How Cuban are your kids when it comes to identity? Do you purposefully foster a bicultural identity in your home?
My kids definitely identify themselves as American first, but they are very proud of their Cuban heritage. It is a bit of a struggle to have them be bilingual, but my husband and I are trying. The bicultural identity seems to be developing naturally...it's just who we are. I also realize how very lucky we are to be living in a community such as Miami where so much of the Cuban culture surrounds them...from the food, music and friends who have similar backgrounds...it permeates the air.
Since I live in Boston, I love reading about something the Catholic church did well. Or at least tried to do well. What's your feeling about the way the church handled the whole operation?
The Catholic church really did a remarkable job...it was a huge undertaking to organize the entire exodus of children. Providing for 14,000 children who were now separated from their parents, their country and their culture was no easy task, but, thanks to the generosity of the American spirit, many families stepped forward and offered their homes to these children. It makes me proud to be an American! (Okay, did I just break out into song?)
Singing with you. But let's move to the journey of getting the novel published. What was a high point? A low point?
A definite high point was when I met my editor at an SCBWI conference and she critiqued the first ten pages of my manuscript. She told me that she loved my writing and that Random House might be interested in acquiring the novel. I couldn't believe she was saying those words to me!
I barely heard anything else she said after those magical words until she asked me one particular question...which could have easily become a low point. She asked "Are you almost done with the book?"
A perfectly normal question except I'd only written 15 pages! I swallowed the lump in my throat, smiled and answered, "I'm almost done." My editor was very happy to hear that and asked that I send her the finished manuscript by the end of the summer ... did I mention that it was already June?
I arrived home the next day, put my kids in camp, enlisted my parents to help me in the evenings by cooking dinner for the family and wrote non-stop for six weeks.
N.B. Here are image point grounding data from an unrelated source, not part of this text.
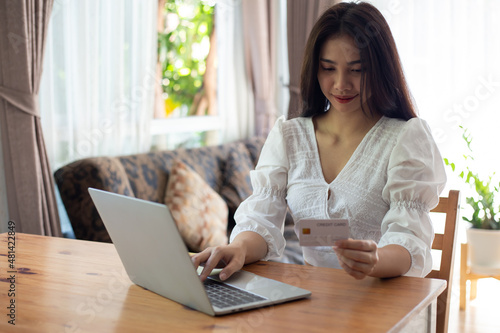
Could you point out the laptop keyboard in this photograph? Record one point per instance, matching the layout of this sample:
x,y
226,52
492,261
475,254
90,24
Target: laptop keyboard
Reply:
x,y
222,295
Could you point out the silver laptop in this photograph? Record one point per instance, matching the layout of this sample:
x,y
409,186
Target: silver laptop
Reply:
x,y
156,258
By August, I was done and what had originally been written as a five-page short story (which had been rejected several times by several people) was transformed into a full novel. There's truly no better incentive than knowing that your dream in within arm's reach!
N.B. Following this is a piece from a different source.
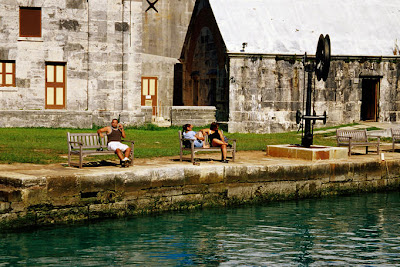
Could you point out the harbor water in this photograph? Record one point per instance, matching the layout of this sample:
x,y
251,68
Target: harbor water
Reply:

She must have been tickled when you told her the truth. What was the biggest change you made in response to an editorial suggestion?
There were no real "changes", but there were several instances of "we need more." One of the things my amazing editor wanted was a holiday scene. I chose to add a chapter about Christmas Eve and then my editor cried out, "You can't leave us hanging...show us Christmas Day, too!" I ended up loving those chapters and they are all thanks to the encouragement of my editor.
Could you describe a fear you have about this novel that can or did keep you up at night?
I feared that it would not do justice to what these children went through in leaving everything behind. It has been incredibly rewarding to receive emails from so many of the Pedro Pan children who say that they love the book and that my fictional story mirrors their own real-life experiences.
Those are the best kind of fan letters. Okay, here's my last question: What's next for Christina Gonzalez in the realm of children's books? Are you sticking with historical fiction, or do you have other interests to pursue?
For now, I'm sticking with historical fiction as I just sold my next book to Knopf/Random House (working again with my amazing editor) and it deals with two teens who survive Hitler's bombing of the Basque city of Guernica. This new book (tentatively titled A THUNDEROUS WHISPER) is about friendship, war, family and finding one's own importance in the world.
That sounds wonderful! I, for one, am grateful that you decided to follow your bliss. Congratulations on all your successes. I have a premonition this book will garner many awards. Thank you for spending time with us on the Fire Escape.